Kathmandu Valley, a conglomeration of three municipalities, is growing at a record rate. It is estimated that the Valley will add at least a million more people over the next 5 years. Green City is a public-private initiative to build a sustainable township that not only houses part of the burgeoning population but also enables Kathmandu to compete globally.
Located amongst three municipalities, World Heritage Zones, and the International Airport, the site has an inherent strategic advantage. Manahara River, running across the middle, is envisaged as the social, environmental, and transportation backbone. The four major districts – prioritizing commerce, education, recreation and culture – are envisioned as pearls in a necklace along the river belt. Residential and other compatible uses are interspersed throughout the township, assimilating the districts into a cohesive mini-city.
The ‘weaving’ city form – derived from combining the winding alleyways of medieval towns and the modern city grid – stems from the forces of wind patterns, site drainage, open space systems and the river itself. The development blocks are oriented and organized to maximize solar exposure, summer breeze, and waterfront views. The building mass generally steps down towards the river, opening its meandering banks to sun, wind, and the Himalayan range beyond.

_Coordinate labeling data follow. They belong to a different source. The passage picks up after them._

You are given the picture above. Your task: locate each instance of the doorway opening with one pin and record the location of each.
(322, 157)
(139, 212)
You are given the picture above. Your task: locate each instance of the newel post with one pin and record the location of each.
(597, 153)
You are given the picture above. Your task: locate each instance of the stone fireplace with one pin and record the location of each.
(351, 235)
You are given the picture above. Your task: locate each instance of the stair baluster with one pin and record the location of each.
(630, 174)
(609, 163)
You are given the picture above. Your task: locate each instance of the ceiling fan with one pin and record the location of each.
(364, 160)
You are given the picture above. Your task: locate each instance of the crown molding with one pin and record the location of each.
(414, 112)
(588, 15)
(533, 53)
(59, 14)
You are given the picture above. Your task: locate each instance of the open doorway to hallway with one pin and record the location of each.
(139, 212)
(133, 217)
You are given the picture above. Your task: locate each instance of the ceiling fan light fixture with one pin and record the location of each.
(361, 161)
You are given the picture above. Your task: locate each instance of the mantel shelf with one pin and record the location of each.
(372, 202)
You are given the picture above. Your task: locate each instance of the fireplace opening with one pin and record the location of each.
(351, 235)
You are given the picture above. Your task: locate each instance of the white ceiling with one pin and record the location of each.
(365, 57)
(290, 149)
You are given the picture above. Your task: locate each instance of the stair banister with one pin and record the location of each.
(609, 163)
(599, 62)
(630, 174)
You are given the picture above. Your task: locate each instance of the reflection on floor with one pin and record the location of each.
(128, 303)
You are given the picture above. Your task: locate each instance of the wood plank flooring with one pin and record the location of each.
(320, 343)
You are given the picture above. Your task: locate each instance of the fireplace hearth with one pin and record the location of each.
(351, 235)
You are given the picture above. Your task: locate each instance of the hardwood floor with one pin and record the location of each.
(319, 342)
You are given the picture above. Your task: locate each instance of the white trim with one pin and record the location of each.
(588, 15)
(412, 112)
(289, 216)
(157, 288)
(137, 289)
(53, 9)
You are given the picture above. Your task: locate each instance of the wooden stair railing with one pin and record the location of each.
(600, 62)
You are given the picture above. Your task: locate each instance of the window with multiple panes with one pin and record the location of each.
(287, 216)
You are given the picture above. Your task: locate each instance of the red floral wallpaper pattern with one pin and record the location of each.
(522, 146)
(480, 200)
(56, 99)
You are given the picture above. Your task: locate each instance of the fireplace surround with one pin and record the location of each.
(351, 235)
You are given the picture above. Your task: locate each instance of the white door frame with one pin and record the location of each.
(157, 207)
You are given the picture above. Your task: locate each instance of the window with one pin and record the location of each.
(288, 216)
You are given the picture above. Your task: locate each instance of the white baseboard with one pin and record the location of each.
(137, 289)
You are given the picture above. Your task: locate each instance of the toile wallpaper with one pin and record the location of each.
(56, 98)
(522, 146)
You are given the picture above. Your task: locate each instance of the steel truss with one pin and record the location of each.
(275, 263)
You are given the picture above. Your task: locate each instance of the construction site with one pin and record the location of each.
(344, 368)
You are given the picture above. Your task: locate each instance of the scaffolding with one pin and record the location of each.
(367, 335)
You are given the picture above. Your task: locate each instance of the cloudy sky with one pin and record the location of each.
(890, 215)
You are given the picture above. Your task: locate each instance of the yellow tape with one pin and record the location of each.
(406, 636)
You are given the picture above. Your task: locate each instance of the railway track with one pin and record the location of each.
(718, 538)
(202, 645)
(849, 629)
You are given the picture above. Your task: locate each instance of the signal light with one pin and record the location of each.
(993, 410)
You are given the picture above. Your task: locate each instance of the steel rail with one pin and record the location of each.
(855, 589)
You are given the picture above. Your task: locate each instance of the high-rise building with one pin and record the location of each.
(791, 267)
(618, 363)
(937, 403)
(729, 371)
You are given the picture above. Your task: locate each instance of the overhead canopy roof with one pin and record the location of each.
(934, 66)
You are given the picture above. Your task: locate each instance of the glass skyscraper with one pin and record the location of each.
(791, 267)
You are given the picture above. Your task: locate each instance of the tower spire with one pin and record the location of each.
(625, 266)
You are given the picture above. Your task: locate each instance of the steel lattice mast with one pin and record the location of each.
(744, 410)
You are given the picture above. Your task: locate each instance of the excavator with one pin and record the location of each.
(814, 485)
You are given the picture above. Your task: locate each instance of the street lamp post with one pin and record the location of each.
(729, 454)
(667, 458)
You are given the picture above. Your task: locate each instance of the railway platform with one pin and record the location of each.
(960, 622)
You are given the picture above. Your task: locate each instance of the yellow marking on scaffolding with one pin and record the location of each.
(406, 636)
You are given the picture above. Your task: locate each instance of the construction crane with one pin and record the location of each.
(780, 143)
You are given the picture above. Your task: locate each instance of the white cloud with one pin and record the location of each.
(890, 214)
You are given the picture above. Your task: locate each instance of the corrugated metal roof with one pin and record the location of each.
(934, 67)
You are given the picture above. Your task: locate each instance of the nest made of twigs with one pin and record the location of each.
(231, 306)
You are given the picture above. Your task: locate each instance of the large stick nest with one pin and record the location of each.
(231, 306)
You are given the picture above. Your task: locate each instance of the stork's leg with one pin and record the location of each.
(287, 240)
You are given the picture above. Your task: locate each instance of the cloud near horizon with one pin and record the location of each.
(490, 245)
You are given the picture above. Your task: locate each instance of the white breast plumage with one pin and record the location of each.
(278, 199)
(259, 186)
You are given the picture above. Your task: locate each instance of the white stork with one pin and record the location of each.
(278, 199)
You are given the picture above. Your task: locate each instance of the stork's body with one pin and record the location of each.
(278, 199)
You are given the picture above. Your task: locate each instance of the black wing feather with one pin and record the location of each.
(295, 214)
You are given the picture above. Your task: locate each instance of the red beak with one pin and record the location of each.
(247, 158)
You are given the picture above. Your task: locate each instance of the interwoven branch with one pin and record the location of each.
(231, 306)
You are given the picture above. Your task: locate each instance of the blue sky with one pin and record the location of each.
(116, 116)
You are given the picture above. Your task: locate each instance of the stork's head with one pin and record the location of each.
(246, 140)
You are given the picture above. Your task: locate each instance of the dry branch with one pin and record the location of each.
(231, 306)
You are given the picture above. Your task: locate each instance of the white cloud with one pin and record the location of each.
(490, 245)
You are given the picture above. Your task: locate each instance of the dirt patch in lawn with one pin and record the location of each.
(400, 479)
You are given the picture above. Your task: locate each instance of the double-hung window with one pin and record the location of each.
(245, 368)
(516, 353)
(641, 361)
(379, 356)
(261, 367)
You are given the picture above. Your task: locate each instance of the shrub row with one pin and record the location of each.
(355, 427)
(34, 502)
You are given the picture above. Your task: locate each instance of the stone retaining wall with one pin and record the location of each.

Although the automobiles are part of the mobility mix, walking, bicycling and transit are given priority. Walking and biking trails and trolley systems directly connect various parts of the township; vehicular rights of way, on the other hand, are circuitous by design. The radiating green spaces constitute the recreational and ecological system; they converge at the riverfront parks and cluster the township into a series of neighborhoods. Here, the residents do not have to cross more than two streets to get to a green space, making Green City a regional precedent.